Hi Folks, I have encountered a weirdness in alphabetical sorting. It originally popped up in an application, but experiment reveals that it arises from the Linux UTF8 collation system.
First, check whether this may interest you by executing
locale
from the command line. If you see in the output: LC_COLLATE="en_GB.UTF-8" or similar, then read on.
When I run the following commands (which you can mouse-copy into a concole for yourself) I get the results shown in the lines starting with "#" (you can copy these in too -- they will be ignored):
sort << EOT "AACD" "A CD" EOT # "AACD" # "A CD"
sort << EOT "ABCD" "A CD" EOT # "ABCD" # "A CD"
sort << EOT "ACCD" "A CD" EOT # "ACCD" # "A CD"
sort << EOT "ADCD" "A CD" EOT # "A CD" # "ADCD"

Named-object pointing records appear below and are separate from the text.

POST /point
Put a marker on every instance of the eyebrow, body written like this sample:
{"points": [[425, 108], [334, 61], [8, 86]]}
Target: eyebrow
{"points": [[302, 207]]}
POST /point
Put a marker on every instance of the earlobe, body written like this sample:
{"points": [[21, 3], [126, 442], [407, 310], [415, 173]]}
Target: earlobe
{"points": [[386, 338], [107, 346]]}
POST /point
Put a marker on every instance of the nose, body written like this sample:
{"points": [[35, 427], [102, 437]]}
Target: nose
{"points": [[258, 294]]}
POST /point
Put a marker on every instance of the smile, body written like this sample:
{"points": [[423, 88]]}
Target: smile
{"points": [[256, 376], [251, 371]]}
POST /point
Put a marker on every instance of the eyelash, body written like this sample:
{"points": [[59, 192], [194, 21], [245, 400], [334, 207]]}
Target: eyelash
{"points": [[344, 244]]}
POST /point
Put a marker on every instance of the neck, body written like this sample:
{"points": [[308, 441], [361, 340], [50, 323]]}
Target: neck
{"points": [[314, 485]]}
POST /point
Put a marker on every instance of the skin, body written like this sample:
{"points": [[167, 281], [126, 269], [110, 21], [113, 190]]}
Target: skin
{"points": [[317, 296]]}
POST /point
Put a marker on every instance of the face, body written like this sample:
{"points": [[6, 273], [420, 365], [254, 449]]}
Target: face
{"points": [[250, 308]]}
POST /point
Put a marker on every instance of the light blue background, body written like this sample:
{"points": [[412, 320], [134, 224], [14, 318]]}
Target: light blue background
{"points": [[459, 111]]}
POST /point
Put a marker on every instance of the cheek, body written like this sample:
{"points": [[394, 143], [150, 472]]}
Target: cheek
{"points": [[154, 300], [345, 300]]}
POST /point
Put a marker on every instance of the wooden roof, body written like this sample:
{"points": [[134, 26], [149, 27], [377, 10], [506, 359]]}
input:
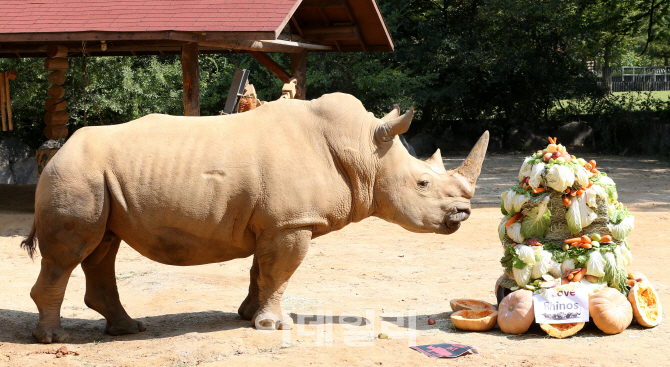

From the above, it would seem that in en_GB.UTF-8 the
SPACE character " " is sorted to a position betwee "C" and "D", since "AACD", "ABCD" and "ACCD" all sort prior to "A CD", while "A CD" sorts prior to "ADCD"!
That strikes me as completely nuts! I would welcome any comment about it. I have tried to track down where this is done, and to locate on my system (Debian Lenny, also occurs on earlier Debian Etch) any system file which defines the sort order (i.e. collation order) of the standard ASCII (and other) characters.
All help and/or insight much appreciated! Ted.
-------------------------------------------------------------------- E-Mail: (Ted Harding) Ted.Harding@manchester.ac.uk Fax-to-email: +44 (0)870 094 0861 Date: 28-May-10 Time: 20:57:48 ------------------------------ XFMail ------------------------------
On Fri, May 28, 2010 at 08:57:51PM +0100, Ted Harding wrote:
That strikes me as completely nuts! I would welcome any comment about it. I have tried to track down where this is done, and to locate on my system (Debian Lenny, also occurs on earlier Debian Etch) any system file which defines the sort order (i.e. collation order) of the standard ASCII (and other) characters.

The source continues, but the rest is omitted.